Old Testament Scholar R. E. Clements argues that there is a unity of theme (but not authorship) across Isaiah.
R. E. Clements, "Beyond Tradition-History: Deutero-Isaianic Development of First Isaiah's Themes," Journal for the Study of the Old Testament 10, no. 31 (1985): 110–111
If we are also to press the questions concerning the origin of the material in Isa. 40-55, which has come conventionally to be ascribed to ’Second Isaiah’, then it would seem that the case for recognizing the contribution made by cultic personnel, the so-called cult-prophets, from Jerusalem is very strong. This has been argued for by J. Vincent, and it appears to be an increasingly probable deduction to make from so much of the recent research into the origin of these enigmatic chapters. Whether this must imply an actual origin in Jerusalem appears to be less certain, and the possibility of a Babylonian setting, as so widely advocated, may be correct for at least some of the material.
A further consequence also appears to be worthy of further consideration and investigation. If the sixteen chapters which have usually been ascribed to ’Second Isaiah’ are really the work of one man, then they stand unique within the otherwise intricate web of prophecy and prophetic interpretation which constitute the remainder of the book. Nowhere else do we have such a solid and undisturbed block of material left intact. This is not in itself a reason why it should not be the case here. Nevertheless there do appear to be indications that in respect of some material, as in the admonitory rejections of idolatry, later hands have been at work. Overall the formation of the Old Testament books of prophecy has been a remarkably complex sequence of literary and theological developments of ancient written texts. The assumption, which was really never more than an assumption until the end of the eighteenth century, that the unity of these books can be explained as a unity of authorship is clearly mistaken. Yet they do possess a certain kind of unity which belongs to the nature of prophecy itself and the various ways in which it was applied to historical events, which alone could provide its fulfilment, and so, in a real sense, which alone could establish its true meaning.
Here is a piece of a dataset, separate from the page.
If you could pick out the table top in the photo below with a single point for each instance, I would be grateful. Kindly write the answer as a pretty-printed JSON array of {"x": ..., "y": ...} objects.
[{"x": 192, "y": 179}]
We might be disposed to describe the processes of unravelling the intertwined threads by which such a book as Isaiah has taken shape as 'Redaction Criticism’. Yet, if this is to be so, it behoves us to keep in mind that this is concerned with very different kinds of redactional operations from those which pertained to narrative texts, where the combination of smaller units and themes has been undertaken from quite different perspectives from those which belong to prophecy.